For this project, we are following OSEMN data science workflow. OSEMN (Rhymes with possum) was first described in 2010. It has five phases for a data science project: Obtain, Scrub, Explore, Model, and interpret.
We read geographic designation csv file from FHFA website and we read another csv file from Zillow to get the house prices. Furthermore, we read census data from the webpage as an API service.
What is the relationship between house prices and income for
minority vs non-minority counties?
What is the geographical distribution of affordability (price to income ratio) for minority counties vs non minority counties?
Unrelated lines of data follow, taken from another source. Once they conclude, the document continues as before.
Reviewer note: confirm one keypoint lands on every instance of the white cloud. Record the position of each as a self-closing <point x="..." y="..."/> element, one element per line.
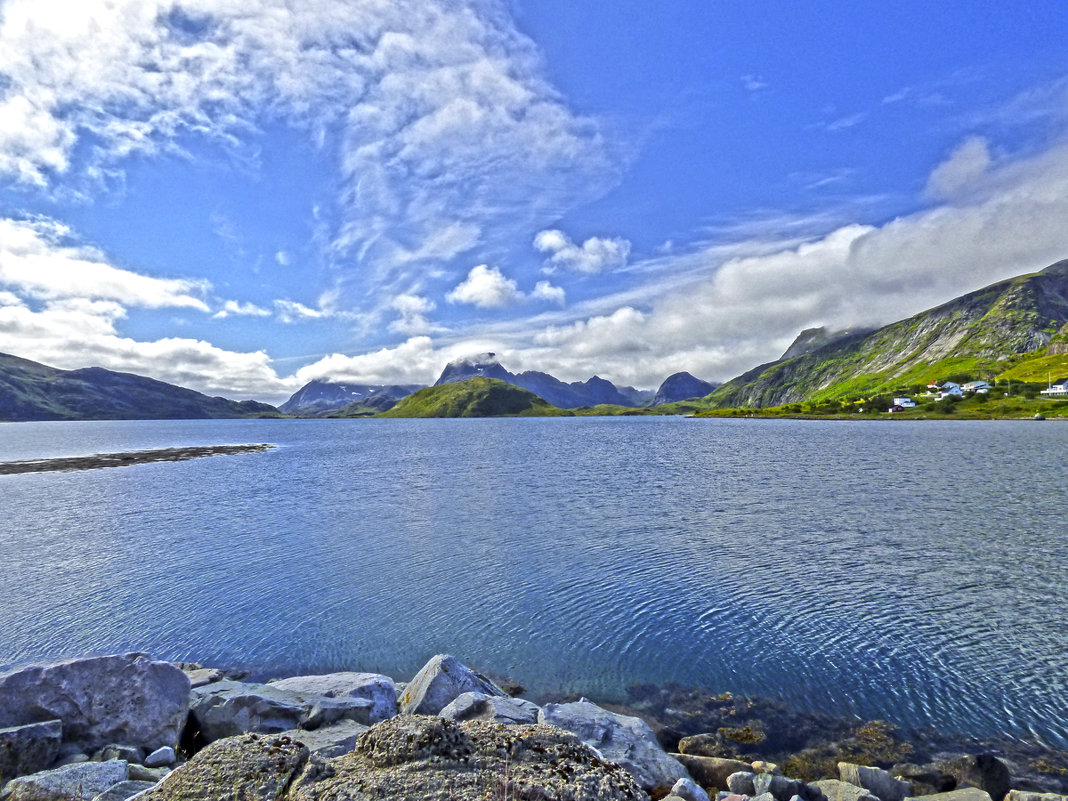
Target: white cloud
<point x="412" y="310"/>
<point x="545" y="291"/>
<point x="436" y="111"/>
<point x="485" y="287"/>
<point x="234" y="309"/>
<point x="595" y="254"/>
<point x="967" y="165"/>
<point x="76" y="333"/>
<point x="37" y="260"/>
<point x="291" y="311"/>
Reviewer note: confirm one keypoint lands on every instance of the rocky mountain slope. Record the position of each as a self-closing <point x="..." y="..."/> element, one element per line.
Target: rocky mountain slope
<point x="591" y="392"/>
<point x="473" y="397"/>
<point x="681" y="387"/>
<point x="978" y="333"/>
<point x="320" y="397"/>
<point x="32" y="391"/>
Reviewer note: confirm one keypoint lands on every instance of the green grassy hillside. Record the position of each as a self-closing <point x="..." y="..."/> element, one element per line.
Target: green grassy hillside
<point x="979" y="334"/>
<point x="473" y="397"/>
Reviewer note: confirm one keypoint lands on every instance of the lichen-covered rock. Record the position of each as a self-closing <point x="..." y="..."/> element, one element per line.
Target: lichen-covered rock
<point x="877" y="781"/>
<point x="439" y="682"/>
<point x="246" y="768"/>
<point x="123" y="790"/>
<point x="376" y="688"/>
<point x="428" y="758"/>
<point x="81" y="782"/>
<point x="329" y="741"/>
<point x="497" y="708"/>
<point x="128" y="699"/>
<point x="626" y="740"/>
<point x="29" y="749"/>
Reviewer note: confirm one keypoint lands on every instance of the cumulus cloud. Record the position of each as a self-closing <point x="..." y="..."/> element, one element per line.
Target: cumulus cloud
<point x="72" y="333"/>
<point x="967" y="165"/>
<point x="234" y="309"/>
<point x="485" y="287"/>
<point x="594" y="255"/>
<point x="545" y="291"/>
<point x="38" y="258"/>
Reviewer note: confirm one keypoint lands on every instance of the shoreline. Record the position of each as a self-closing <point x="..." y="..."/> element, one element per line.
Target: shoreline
<point x="126" y="458"/>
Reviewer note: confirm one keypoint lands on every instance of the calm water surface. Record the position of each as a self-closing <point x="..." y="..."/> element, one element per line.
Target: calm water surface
<point x="913" y="571"/>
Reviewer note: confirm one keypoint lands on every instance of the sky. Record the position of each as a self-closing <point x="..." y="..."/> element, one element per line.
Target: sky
<point x="244" y="195"/>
What is the geographical distribution of top 100 most and least affordable counties?
library(tidyverse)
library(usmap)
library(jsonlite)
#provide the github data path for fhfa geographic designations
dt_geog_path <- "https://raw.githubusercontent.com/Naik-Khyati/data607_final_proj/main/data/lya2022.csv"
raw_dt_geog <- read.csv(dt_geog_path, sep=",", stringsAsFactors=FALSE)
#glimpse(raw_dt_geog)
#provide the github data path for zillow home prices data
dt_zillow_path <- "https://raw.githubusercontent.com/Naik-Khyati/data607_final_proj/main/data/County_zhvi_uc_sfrcondo_tier_0.33_0.67_sm_sa_month.csv"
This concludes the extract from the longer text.